TencentQQGYLab / ELLA

ELLA: Equip Diffusion Models with LLM for Enhanced Semantic Alignment
https://ella-diffusion.github.io/
Apache License 2.0
1.1k stars 57 forks source link

Ella can sometimes make already-correct results much less correct #35

Open Akira13641 opened 7 months ago

Akira13641 commented 7 months ago

RealCartoon 3D V15

Princess Peach is standing next to Tifa Lockhart, they are outside on a summer day, they are wearing bikinis. high quality, best quality, masterpiece

Without Ella: ComfyUI_14055_

With ELLA, same seed: ComfyUI_14056_

Using Ella in this case turns Princess Peach into a random pink-haired girl instead of the recognizable character.

budui commented 7 months ago

During ELLA's training, a large number of synthetic captions were used, which typically do not include names or character names. Therefore, if your prompt contains a name, ELLA's performance is very poor. You can try replacing the name with 'a woman' and concatenate the output of CLIP.

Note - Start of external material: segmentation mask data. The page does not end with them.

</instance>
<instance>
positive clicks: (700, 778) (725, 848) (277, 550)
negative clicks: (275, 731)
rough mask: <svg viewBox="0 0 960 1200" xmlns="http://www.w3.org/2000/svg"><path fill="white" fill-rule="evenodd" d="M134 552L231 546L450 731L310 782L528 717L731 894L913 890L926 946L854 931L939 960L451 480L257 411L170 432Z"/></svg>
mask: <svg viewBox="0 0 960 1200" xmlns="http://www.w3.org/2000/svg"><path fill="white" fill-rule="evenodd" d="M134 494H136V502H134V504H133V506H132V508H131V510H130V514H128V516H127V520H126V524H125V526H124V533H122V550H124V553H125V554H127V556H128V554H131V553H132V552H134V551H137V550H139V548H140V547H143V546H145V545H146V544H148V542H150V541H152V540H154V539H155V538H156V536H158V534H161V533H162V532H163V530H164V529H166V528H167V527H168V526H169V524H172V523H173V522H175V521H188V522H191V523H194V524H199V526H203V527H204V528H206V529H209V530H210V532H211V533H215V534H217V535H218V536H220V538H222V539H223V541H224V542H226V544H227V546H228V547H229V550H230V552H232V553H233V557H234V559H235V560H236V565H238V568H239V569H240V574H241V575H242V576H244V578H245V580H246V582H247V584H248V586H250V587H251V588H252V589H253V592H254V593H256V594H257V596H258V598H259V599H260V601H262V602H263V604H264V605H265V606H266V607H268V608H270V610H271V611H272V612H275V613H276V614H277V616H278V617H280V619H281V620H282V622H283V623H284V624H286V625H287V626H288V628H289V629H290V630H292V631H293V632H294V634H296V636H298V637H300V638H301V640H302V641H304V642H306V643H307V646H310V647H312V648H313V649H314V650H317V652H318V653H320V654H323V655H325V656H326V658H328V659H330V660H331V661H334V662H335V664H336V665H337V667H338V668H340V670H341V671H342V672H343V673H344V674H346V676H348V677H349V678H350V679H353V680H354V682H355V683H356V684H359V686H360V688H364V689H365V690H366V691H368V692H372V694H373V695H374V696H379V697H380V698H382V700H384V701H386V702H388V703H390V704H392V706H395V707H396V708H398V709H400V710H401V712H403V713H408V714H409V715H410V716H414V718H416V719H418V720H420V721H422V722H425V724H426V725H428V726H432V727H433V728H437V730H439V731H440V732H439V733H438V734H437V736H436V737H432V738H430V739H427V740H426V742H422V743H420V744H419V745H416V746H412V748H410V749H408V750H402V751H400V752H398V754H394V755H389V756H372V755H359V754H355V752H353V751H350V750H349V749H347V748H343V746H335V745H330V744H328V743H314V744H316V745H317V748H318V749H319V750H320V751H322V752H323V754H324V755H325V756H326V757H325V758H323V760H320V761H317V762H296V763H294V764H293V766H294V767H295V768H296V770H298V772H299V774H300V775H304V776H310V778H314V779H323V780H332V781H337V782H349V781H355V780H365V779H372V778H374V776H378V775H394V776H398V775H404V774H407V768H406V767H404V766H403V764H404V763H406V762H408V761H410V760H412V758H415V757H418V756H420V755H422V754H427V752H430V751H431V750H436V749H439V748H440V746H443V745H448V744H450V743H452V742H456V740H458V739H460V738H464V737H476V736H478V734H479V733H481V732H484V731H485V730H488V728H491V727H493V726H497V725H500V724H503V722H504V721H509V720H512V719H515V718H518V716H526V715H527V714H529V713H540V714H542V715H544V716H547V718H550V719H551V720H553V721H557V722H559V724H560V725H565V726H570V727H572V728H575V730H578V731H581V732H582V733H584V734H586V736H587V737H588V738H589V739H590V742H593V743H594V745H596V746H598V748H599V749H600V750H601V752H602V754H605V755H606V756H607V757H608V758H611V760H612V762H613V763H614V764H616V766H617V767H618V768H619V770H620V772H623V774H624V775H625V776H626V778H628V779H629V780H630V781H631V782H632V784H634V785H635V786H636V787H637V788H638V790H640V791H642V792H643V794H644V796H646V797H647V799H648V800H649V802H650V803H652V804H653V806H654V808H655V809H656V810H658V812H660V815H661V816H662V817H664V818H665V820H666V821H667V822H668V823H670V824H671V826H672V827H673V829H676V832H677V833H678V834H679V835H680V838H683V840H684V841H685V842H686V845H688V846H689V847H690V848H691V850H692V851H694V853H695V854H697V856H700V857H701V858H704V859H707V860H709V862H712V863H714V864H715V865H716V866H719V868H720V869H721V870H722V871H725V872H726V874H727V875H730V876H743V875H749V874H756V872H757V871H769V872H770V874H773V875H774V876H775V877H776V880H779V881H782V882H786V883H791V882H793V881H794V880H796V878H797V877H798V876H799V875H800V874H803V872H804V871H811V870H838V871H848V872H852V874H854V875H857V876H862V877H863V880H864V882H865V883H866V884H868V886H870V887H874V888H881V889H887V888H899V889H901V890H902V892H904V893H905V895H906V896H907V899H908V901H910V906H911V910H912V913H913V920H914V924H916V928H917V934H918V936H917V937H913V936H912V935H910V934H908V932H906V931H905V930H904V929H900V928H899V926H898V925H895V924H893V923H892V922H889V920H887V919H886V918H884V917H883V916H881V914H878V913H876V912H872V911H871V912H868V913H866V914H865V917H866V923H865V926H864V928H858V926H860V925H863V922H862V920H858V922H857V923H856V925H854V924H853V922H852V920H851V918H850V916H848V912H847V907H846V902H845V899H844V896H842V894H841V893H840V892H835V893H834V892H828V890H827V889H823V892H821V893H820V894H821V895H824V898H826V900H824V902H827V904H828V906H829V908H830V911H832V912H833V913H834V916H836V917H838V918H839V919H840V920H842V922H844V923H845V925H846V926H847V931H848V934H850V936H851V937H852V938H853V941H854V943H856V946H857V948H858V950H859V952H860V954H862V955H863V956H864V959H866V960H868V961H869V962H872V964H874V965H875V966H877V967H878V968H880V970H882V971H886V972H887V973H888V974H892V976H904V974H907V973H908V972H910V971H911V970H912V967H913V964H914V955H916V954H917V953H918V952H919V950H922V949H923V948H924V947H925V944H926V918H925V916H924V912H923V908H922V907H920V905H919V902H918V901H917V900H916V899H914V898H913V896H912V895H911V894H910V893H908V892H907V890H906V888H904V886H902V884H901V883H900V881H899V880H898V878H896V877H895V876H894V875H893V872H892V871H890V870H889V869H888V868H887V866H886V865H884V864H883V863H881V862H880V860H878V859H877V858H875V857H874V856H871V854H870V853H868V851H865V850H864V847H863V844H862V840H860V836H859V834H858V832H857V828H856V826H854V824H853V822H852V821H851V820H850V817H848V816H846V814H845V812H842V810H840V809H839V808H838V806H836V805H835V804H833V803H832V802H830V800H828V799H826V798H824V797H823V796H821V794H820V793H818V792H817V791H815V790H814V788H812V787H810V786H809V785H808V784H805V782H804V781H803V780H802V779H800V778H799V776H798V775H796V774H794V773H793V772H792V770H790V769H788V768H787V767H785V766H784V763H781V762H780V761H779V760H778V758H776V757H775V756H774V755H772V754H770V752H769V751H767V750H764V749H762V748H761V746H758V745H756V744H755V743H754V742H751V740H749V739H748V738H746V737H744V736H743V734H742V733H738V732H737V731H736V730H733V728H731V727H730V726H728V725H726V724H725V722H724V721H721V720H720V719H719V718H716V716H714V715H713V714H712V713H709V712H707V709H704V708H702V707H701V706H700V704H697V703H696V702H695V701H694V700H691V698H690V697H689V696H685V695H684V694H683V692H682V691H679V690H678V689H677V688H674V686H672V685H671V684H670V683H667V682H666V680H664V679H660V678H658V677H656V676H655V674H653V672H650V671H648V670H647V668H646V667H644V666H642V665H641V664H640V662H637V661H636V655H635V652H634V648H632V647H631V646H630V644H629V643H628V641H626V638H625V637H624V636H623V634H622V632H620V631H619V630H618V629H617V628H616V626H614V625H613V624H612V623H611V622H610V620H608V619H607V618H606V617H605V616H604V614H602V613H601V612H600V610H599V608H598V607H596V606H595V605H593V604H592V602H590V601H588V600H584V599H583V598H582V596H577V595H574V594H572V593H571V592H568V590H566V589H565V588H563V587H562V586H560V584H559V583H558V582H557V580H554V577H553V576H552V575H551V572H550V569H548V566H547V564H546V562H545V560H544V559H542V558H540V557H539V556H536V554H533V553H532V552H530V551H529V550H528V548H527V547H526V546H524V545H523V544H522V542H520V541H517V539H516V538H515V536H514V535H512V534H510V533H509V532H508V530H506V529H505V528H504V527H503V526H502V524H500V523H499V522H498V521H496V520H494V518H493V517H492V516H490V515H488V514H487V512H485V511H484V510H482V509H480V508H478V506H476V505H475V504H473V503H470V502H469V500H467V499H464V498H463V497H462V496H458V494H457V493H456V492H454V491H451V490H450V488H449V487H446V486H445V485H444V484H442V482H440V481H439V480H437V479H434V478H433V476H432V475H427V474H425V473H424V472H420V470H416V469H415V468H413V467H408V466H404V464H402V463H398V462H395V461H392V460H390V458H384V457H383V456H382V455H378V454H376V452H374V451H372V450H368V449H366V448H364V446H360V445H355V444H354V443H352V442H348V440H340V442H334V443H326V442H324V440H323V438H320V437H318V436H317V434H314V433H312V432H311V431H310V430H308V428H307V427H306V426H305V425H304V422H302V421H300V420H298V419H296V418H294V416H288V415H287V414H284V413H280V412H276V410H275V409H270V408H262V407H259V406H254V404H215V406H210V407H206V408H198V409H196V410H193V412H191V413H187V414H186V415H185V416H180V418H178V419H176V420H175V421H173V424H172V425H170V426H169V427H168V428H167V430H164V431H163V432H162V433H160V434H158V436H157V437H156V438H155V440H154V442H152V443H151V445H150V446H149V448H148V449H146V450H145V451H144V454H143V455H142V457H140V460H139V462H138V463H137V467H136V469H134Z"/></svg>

jyoung105 commented 7 months ago

@budui Thanks for explanation. And this is what I think there should be tricks to generate the better synthetic captions or mixing short captions and synthetic long captions.

andupotorac commented 5 months ago

During ELLA's training, a large number of synthetic captions were used, which typically do not include names or character names. Therefore, if your prompt contains a name, ELLA's performance is very poor. You can try replacing the name with 'a woman' and concatenate the output of CLIP.

We want to prevent this issue on our end as well. What did you mean when you said "concatenate the output of CLIP"? Where would the name be introduced again?